Technological developments in recent years have led to disruptions that cause many PMEs to lose their jobs. These PMEs need assistance – but they are more educated than workers that NTUC already covers, and their high paying jobs are not around anymore.

As per its mission, NTUC will work tirelessly to extend the same assistance to help PMEs to be employable. But there is a big difference compared to the case of the cleaners.

To enhance PMEs’ employability, we need to train and re-train them. But – as detailed in the discussions of job market squeeze these days – it is not easy to figure out what are the skills needed to make PMEs employable.

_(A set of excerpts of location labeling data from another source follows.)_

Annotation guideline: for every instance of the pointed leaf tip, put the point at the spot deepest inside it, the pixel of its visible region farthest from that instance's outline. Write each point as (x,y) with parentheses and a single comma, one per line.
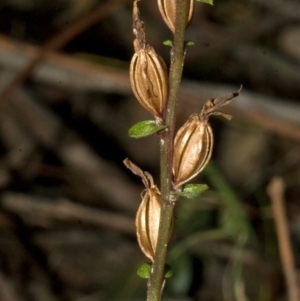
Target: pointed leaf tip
(144,270)
(144,128)
(192,191)
(211,2)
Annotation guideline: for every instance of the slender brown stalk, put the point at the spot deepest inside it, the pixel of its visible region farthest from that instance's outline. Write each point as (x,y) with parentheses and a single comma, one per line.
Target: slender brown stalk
(166,151)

The Government solves this problem by contracting training institutes to reimburse the training fees when their trainees are employed.

In tandem, NTUC works with established industry partners to promote industry acceptance of various training initiatives to increase trainees’ employability.

This task of skills-matching and negotiating with employers, employees and training institutes is made all the more difficult as technology is changing and there is little margin to protect PMEs from foreign competition.

The U PME Centres were set up by NTUC in 2014 to provide PMEs with workplace, career and professional development advisory services.

NTUC also encourages PMEs to find work abroad. Again, the right kind of training is necessary to acquire appropriate new skills in this context. NTUC can add value to this social mission because some PMEs can relate better to the labour movement than to the Government or to employers. 

PMEs who especially need assistance now are those who cannot compete with their peers in more productive, innovative firms or are in industries that have been disrupted significantly. Where average wages rise, these PMEs do not get a share of the gains but fall behind.

NTUC need to help these PMEs find jobs, not because they are union members but because NTUC takes union social responsibility in its stride.

PMEs who find new jobs find that their new pay is lower than their initial salary because they have to “downgrade” in their career moves. Skillsets from one company to another aren’t 100 per cent transferable, especially if one changes sector, with lower wages arising as a consequence.

Worse, downgrading may not be a one-time occurrence but a continuous process given that PMEs change jobs every few years and mid-career switches are commonplace. Preventing this downgrading from becoming a continuous process will be a key challenge for NTUC.

I believe that the labour movement can also strengthen its efforts to protect PMEs from unfair employment practices. Some employers and some top executives may have a preference for foreign executives not because the unit labour cost is lower for these foreigners – and sometimes it is even higher – but because of personal preference.

The policy of looking for local employees first for the first two weeks before they are allowed to employ foreigners should be rigorously enforced.  

So it seems NTUC has its work on PMEs cut out. Whatever the initial reason for NTUC to broaden its coverage, it has a tough road ahead in meeting this new mandate.

Chew Soon Beng is professor of economics and industrial relations at Nanyang Technological University.